Phase 3 · Synthesize & deliver
The surviving items get synthesized into three outputs: a deep read, a phone-friendly version, and a short summary for context on the go. Three formats, one pipeline.
A reader without a feedback loop is just a glorified RSS list. The signal that makes this work is what happens after I read the brief.
When I rate items in the brief, my verdicts feed back into per-source weights. Sources that consistently surface gold rise. Sources that publish noise sink. Over weeks, the same firehose becomes more relevant, without me curating sources by hand.
That is the loop that actually runs today: source-level. Source weights compound; the system gets quieter and more pointed as it learns which voices have earned attention. By month six, the brief looks nothing like a stranger's.
A brief that doesn't convert into action is better noise. The flagging loop closes the gap.
When I read a brief item that should produce work, I flag it. Cal may pick it up, or I may send it directly to the specialist who should own it. Either way, it becomes a build task, research prompt, draft, knowledge update, or follow-up.

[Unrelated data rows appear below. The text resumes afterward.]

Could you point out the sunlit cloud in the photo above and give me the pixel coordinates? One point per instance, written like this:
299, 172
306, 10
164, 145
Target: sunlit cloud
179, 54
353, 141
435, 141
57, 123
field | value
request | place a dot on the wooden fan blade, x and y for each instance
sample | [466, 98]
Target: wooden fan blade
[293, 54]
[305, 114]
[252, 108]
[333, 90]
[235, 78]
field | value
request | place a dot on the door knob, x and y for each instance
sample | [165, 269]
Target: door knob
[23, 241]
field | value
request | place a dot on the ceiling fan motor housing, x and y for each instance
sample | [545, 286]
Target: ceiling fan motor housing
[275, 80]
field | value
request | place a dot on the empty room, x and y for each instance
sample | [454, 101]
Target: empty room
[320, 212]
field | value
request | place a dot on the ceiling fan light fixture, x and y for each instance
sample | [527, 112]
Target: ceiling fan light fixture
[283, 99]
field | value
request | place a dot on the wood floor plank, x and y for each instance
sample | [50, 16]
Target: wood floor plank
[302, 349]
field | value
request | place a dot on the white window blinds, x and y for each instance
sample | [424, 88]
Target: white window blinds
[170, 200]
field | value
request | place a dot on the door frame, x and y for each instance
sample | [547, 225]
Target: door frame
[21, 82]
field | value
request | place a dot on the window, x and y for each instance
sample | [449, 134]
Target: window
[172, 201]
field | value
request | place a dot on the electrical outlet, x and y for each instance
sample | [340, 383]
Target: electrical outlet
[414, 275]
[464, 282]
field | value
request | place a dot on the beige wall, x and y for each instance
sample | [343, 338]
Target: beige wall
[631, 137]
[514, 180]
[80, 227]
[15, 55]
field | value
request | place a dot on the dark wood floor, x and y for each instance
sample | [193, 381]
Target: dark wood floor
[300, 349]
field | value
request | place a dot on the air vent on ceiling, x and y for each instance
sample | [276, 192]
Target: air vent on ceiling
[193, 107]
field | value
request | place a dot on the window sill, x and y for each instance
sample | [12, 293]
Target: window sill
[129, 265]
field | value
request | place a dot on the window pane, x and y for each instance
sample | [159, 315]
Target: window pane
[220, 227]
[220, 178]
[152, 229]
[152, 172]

The conversion path matters more than the conversion itself. The signal lands, the brief is read, the item is flagged, the work appears in the right place. The moment doesn't pass. Nothing has to be remembered.
Build → Linear
A build flag turns the item into a build task with the source link and enough context to act.
Research → Rex
A research flag turns the item into a deeper research prompt with the relevant context attached.
Knowledge → update
A knowledge flag turns the item into a durable update for a topic the brief surfaced.